Вожак крестьянского восстания пригладил рукой свою реденькую бородку и еще раз окинул взглядом присутствующих. Решительность и в то же время скорбь охватывала его душу. Заметив, что Семен Пушкарь и Яцко сняли свои казацкие шапки с красными длинными шлыками, он тоже снял свой шлем, отороченный бобровым мехом, положил его сначала на стол, а потом на скамью.
— Ну, похоже, все собрались. С тобой, брат Яцко, я поговорю потом, не прими за обиду. А сейчас, мужественные рыцари, поведем речь о том, почему наша рать народная не сумела одолеть боярскую и не захватила Москву? Может быть, пушки наши стреляли не дружно или же мокрый порох забился в их стволы? Знать, я, ваш атаман, в ратном деле не учен, как те князья — Воротынский да Юрий Трубецкой, которых мы изрядно побили на подступах к Москве, и не годен водить полки. Знать, Скопин-Шуйский разгадал наши замыслы ратные… Давайте поговорим, посоветуемся…

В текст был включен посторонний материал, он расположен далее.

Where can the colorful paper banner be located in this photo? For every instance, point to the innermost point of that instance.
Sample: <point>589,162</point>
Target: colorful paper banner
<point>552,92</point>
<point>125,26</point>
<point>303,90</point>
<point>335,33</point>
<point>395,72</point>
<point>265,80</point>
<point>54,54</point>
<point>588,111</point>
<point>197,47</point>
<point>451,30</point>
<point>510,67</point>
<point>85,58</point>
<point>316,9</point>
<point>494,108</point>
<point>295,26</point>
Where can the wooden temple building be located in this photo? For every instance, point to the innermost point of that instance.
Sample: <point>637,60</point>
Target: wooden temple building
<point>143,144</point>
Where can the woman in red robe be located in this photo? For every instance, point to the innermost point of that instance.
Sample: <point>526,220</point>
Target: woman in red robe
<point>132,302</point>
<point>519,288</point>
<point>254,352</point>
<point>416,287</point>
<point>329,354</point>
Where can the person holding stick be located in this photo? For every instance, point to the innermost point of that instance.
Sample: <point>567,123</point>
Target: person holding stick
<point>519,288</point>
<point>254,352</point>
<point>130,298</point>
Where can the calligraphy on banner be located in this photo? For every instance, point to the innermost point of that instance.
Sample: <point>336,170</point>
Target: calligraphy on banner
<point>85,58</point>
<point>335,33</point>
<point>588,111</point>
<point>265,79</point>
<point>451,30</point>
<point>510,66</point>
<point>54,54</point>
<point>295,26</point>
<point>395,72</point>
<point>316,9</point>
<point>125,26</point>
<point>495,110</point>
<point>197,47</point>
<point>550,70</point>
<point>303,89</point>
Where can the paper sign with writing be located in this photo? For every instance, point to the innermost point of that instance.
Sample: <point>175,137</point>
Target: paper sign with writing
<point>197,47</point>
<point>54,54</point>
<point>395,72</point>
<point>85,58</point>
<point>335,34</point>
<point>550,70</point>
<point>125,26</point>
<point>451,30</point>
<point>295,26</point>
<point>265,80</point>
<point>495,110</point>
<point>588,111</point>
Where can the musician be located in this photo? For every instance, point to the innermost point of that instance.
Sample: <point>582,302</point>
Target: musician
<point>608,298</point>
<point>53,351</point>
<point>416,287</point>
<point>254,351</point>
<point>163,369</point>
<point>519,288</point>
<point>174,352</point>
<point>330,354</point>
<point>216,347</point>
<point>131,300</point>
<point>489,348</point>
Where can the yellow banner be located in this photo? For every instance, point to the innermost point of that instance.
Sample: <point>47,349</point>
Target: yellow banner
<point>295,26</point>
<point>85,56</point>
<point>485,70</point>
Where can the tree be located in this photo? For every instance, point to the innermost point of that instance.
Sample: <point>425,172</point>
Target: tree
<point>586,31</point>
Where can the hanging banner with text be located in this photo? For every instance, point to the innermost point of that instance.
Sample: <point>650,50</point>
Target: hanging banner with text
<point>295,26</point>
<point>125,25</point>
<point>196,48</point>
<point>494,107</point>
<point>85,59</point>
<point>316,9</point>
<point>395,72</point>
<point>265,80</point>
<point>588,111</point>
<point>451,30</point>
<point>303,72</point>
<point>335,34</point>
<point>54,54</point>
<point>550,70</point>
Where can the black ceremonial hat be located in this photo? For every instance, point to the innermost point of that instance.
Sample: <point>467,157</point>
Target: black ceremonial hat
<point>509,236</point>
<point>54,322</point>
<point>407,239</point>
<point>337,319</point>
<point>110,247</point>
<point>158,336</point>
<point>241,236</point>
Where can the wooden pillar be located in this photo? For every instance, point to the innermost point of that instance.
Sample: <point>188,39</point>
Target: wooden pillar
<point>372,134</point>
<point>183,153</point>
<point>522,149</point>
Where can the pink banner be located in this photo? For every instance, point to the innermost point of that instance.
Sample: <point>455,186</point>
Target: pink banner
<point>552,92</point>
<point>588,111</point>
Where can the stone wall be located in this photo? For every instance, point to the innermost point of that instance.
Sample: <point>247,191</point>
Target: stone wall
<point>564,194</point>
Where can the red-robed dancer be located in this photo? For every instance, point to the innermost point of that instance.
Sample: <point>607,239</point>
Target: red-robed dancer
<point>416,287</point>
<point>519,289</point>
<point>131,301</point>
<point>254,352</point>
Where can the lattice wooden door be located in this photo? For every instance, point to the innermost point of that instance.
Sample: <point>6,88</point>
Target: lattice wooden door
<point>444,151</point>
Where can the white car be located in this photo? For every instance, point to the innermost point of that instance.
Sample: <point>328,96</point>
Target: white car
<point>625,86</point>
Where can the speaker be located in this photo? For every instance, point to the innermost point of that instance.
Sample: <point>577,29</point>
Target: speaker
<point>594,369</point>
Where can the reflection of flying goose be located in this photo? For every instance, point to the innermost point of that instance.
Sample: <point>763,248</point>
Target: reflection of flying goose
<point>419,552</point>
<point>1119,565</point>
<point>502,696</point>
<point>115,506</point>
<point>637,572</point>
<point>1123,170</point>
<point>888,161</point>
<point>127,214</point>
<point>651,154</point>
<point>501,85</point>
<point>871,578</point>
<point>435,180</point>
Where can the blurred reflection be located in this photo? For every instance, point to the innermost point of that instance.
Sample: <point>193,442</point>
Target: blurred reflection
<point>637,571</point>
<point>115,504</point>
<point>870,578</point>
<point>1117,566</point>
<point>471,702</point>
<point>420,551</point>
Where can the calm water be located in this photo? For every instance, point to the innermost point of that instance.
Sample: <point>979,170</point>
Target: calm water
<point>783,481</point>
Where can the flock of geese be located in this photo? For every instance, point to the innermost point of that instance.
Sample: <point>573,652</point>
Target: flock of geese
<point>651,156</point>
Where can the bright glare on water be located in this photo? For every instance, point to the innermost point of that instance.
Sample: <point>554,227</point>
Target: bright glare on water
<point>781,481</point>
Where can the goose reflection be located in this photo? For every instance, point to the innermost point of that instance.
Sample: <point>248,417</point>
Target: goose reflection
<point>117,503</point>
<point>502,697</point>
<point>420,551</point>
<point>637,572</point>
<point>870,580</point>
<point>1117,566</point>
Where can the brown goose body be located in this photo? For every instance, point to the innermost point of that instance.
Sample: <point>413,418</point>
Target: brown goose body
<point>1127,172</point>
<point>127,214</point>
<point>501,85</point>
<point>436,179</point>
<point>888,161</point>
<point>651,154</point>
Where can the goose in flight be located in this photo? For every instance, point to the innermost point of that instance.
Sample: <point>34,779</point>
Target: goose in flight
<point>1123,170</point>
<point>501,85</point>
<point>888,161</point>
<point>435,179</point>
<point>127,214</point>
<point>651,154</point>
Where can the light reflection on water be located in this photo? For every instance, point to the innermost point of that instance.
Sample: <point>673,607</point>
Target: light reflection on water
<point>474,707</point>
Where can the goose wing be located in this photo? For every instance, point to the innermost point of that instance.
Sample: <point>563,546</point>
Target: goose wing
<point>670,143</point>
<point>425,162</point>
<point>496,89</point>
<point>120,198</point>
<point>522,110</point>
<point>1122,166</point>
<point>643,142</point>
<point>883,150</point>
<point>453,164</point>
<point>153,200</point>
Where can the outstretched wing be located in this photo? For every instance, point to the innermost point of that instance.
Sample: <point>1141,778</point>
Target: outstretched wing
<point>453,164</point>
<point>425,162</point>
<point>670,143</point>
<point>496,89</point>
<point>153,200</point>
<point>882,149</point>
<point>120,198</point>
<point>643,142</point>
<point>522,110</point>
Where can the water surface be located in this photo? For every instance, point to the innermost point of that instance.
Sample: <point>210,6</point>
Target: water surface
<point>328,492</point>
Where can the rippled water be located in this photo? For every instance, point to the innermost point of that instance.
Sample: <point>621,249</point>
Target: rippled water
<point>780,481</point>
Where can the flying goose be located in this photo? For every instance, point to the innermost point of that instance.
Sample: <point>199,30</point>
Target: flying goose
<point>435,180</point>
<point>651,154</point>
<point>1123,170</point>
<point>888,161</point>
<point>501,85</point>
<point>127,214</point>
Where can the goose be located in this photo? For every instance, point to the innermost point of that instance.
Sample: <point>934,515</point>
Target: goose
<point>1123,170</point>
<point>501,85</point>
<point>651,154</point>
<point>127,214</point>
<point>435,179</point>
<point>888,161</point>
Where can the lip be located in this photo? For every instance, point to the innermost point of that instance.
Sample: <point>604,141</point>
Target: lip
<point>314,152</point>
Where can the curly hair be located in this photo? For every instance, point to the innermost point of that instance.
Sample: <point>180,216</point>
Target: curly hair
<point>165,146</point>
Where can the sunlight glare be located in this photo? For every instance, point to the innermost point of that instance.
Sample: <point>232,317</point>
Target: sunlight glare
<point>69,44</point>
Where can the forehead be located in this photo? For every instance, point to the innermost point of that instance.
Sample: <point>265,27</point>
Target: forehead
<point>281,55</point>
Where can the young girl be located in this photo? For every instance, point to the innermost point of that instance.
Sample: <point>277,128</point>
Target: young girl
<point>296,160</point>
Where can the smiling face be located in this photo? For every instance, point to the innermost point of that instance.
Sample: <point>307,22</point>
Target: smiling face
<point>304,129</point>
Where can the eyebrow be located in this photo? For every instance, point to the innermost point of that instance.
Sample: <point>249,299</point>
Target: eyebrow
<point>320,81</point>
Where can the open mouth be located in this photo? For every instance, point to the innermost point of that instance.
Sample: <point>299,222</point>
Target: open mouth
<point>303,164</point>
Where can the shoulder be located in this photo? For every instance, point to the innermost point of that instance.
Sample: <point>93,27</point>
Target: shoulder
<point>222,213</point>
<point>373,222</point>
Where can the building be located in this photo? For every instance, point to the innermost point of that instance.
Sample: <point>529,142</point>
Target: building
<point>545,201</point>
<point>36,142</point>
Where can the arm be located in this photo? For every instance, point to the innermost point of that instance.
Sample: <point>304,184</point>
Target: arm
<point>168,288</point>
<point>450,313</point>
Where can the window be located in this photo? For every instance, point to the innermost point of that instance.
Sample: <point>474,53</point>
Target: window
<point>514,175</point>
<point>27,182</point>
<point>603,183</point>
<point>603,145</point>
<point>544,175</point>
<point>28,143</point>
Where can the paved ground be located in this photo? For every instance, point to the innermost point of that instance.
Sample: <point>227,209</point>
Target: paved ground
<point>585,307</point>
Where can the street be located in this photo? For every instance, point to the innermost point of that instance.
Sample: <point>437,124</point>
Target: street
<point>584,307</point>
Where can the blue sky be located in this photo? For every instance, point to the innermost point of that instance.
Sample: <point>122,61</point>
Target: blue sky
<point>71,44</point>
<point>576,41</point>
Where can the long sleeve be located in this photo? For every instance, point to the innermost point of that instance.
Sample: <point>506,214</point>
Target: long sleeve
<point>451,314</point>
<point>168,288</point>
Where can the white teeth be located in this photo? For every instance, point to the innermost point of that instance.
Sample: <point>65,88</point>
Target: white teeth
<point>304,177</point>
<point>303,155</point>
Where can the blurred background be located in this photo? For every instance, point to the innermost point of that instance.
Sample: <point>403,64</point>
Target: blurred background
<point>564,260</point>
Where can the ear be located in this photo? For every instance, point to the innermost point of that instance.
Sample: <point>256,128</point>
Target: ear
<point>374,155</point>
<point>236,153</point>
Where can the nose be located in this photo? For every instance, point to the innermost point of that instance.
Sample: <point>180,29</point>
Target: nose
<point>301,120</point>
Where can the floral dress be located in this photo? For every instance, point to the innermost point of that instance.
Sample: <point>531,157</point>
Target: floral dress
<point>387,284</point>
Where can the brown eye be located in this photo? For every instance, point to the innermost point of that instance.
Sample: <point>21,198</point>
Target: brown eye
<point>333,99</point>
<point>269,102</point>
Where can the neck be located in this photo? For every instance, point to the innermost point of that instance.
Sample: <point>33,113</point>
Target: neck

Военачальники Ивана Болотникова молчали, опустив головы, опираясь на длинные, серебром да золотом кованные сабли, добытые в боях с боярами. Они знали, что Иван Болотников принижает себя ради красного словца.
— Молчите? Значит, правду молвлю, не способны мы противостоять князьям Шуйским? — снова спросил Болотников, гневно сверкая глазами.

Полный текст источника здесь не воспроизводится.